Run the Dreambooth Colab notebook. It fails at training.

https://colab.research.google.com/github/ShivamShrirao/diffusers/blob/main/examples/dreambooth/DreamBooth_Stable_Diffusion.ipynb

Exception: CUDA SETUP: Setup Failed!

Logs

===================================BUG REPORT===================================
Welcome to bitsandbytes. For bug reports, please submit your error trace to: https://github.com/TimDettmers/bitsandbytes/issues
For effortless bug reporting copy-paste your error into this form: https://docs.google.com/forms/d/e/1FAIpQLScPB8emS3Thkp66nvqwmjTEgxp8Y9ufuWTzFyr9kJ5AoI47dQ/viewform?usp=sf_link
================================================================================
/usr/local/lib/python3.10/dist-packages/bitsandbytes/cuda_setup/paths.py:105: UserWarning: /usr/lib64-nvidia did not contain libcudart.so as expected! Searching further paths...
  warn(
/usr/local/lib/python3.10/dist-packages/bitsandbytes/cuda_setup/paths.py:27: UserWarning: WARNING: The following directories listed in your path were found to be non-existent: {PosixPath('/sys/fs/cgroup/memory.events /var/colab/cgroup/jupyter-children/memory.events')}
  warn(
/usr/local/lib/python3.10/dist-packages/bitsandbytes/cuda_setup/paths.py:27: UserWarning: WARNING: The following directories listed in your path were found to be non-existent: {PosixPath('8013'), PosixPath('//172.28.0.1'), PosixPath('http')}
  warn(
/usr/local/lib/python3.10/dist-packages/bitsandbytes/cuda_setup/paths.py:27: UserWarning: WARNING: The following directories listed in your path were found to be non-existent: {PosixPath('//colab.research.google.com/tun/m/cc48301118ce562b961b3c22d803539adc1e0c19/gpu-t4-s-3a2kk3hhilbsk --tunnel_background_save_delay=10s --tunnel_periodic_background_save_frequency=30m0s --enable_output_coalescing=true --output_coalescing_required=true'), PosixPath('--logtostderr --listen_host=172.28.0.12 --target_host=172.28.0.12 --tunnel_background_save_url=https')}
  warn(
/usr/local/lib/python3.10/dist-packages/bitsandbytes/cuda_setup/paths.py:27: UserWarning: WARNING: The following directories listed in your path were found to be non-existent: {PosixPath('/datalab/web/pyright/typeshed-fallback/stdlib,/usr/local/lib/python3.10/dist-packages')}
  warn(
/usr/local/lib/python3.10/dist-packages/bitsandbytes/cuda_setup/paths.py:27: UserWarning: WARNING: The following directories listed in your path were found to be non-existent: {PosixPath('/env/python')}
  warn(
/usr/local/lib/python3.10/dist-packages/bitsandbytes/cuda_setup/paths.py:27: UserWarning: WARNING: The following directories listed in your path were found to be non-existent: {PosixPath('//ipykernel.pylab.backend_inline'), PosixPath('module')}
  warn(
CUDA_SETUP: WARNING! libcudart.so not found in any environmental path.
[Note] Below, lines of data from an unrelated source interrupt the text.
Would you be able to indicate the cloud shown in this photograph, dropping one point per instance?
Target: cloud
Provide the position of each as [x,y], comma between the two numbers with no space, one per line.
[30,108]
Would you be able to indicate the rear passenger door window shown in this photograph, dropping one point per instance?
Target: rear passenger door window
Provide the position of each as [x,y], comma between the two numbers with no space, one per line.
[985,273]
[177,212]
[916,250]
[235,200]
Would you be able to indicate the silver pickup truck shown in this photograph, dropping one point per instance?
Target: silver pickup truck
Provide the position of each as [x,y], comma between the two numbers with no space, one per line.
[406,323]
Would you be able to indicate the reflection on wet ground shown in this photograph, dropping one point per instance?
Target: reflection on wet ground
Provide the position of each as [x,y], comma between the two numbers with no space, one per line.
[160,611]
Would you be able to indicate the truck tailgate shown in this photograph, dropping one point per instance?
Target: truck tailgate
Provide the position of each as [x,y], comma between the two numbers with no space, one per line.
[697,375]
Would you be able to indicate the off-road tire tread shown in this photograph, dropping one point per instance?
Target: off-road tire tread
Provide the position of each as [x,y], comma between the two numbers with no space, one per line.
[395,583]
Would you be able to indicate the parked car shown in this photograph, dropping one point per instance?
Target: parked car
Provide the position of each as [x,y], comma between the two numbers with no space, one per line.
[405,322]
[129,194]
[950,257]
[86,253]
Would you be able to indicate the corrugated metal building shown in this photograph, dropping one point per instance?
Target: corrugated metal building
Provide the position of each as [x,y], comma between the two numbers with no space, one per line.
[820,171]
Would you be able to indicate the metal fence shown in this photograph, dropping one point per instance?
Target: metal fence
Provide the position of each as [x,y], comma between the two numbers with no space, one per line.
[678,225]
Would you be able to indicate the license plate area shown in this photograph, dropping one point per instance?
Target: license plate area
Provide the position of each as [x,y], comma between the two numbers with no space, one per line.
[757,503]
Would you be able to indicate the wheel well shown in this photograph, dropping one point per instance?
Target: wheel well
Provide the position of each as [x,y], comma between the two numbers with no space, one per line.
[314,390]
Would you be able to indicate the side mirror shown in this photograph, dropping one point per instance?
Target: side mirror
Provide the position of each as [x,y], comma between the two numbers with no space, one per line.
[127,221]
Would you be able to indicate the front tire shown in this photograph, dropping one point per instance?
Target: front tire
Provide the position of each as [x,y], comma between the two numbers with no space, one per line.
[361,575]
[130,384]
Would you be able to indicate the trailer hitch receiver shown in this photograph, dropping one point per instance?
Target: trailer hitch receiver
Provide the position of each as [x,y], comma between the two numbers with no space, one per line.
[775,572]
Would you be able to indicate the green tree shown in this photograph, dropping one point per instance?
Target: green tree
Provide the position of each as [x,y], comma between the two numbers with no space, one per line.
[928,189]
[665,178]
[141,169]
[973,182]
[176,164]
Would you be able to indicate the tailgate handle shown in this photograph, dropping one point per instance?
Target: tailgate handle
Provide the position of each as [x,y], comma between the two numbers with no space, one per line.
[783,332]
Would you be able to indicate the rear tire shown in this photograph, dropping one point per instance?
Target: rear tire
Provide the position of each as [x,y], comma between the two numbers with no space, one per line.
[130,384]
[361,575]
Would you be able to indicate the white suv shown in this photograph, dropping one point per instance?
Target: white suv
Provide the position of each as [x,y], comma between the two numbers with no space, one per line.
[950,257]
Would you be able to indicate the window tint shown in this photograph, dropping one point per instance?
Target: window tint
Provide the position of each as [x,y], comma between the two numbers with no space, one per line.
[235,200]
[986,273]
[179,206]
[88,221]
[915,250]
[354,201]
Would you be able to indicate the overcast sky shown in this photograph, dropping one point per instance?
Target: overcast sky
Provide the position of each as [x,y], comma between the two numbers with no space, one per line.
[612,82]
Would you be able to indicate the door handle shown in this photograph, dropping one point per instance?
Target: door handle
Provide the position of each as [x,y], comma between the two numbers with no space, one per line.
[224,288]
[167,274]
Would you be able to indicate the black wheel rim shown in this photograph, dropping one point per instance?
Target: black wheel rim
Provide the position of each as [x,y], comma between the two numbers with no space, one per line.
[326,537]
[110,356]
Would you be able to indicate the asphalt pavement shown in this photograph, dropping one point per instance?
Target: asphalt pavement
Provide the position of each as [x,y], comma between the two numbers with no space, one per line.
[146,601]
Searching /usr/local/cuda/lib64...
CUDA SETUP: CUDA runtime path found: /usr/local/cuda/lib64/libcudart.so
CUDA SETUP: Highest compute capability among GPUs detected: 7.5
CUDA SETUP: Detected CUDA version 122
CUDA SETUP: TODO: compile library for specific version: libbitsandbytes_cuda122.so
CUDA SETUP: Defaulting to libbitsandbytes.so...
CUDA SETUP: CUDA detection failed. Either CUDA driver not installed, CUDA not installed, or you have multiple conflicting CUDA libraries!
CUDA SETUP: If you compiled from source, try again with `make CUDA_VERSION=DETECTED_CUDA_VERSION` for example, `make CUDA_VERSION=113`.
Traceback (most recent call last):
  File "/content/train_dreambooth.py", line 869, in <module>
    main(args)
  File "/content/train_dreambooth.py", line 571, in main
    import bitsandbytes as bnb
  File "/usr/local/lib/python3.10/dist-packages/bitsandbytes/__init__.py", line 6, in <module>
    from .autograd._functions import (
  File "/usr/local/lib/python3.10/dist-packages/bitsandbytes/autograd/_functions.py", line 5, in <module>
    import bitsandbytes.functional as F
  File "/usr/local/lib/python3.10/dist-packages/bitsandbytes/functional.py", line 13, in <module>
    from .cextension import COMPILED_WITH_CUDA, lib
  File "/usr/local/lib/python3.10/dist-packages/bitsandbytes/cextension.py", line 41, in <module>
    lib = CUDALibrary_Singleton.get_instance().lib
  File "/usr/local/lib/python3.10/dist-packages/bitsandbytes/cextension.py", line 37, in get_instance
    cls._instance.initialize()
  File "/usr/local/lib/python3.10/dist-packages/bitsandbytes/cextension.py", line 27, in initialize
    raise Exception('CUDA SETUP: Setup Failed!')
Exception: CUDA SETUP: Setup Failed!

System Info

Google Colab

@andrewssdd andrewssdd added the bug Something isn't working label Dec 15, 2023
@andrewssdd
Copy link
Author

Here's the requirement cell that works.

!wget -q https://github.com/ShivamShrirao/diffusers/raw/main/examples/dreambooth/train_dreambooth.py
!wget -q https://github.com/ShivamShrirao/diffusers/raw/main/scripts/convert_diffusers_to_original_stable_diffusion.py
%pip install  git+https://github.com/ShivamShrirao/diffusers
%pip install  -U --pre triton
%pip install  transformers ftfy bitsandbytes gradio natsort safetensors xformers torch==2.1.0+cu121 accelerate

@VladAdushev
Copy link

Here's the requirement cell that works.

returns an error

@TragicXxBoNeSxX
Copy link

Still returns "Exception: CUDA SETUP: Setup Failed!"

@vadar007
Copy link

Was able to successfully execute with modified code. However, when attempting to use the generated model with Stable Diffusion was getting the following error:

*** Error verifying pickled file from D:\l......*.ckpt
*** The file may be malicious, so the program is not going to read it.
*** You can skip this check with --disable-safe-unpickle commandline argument.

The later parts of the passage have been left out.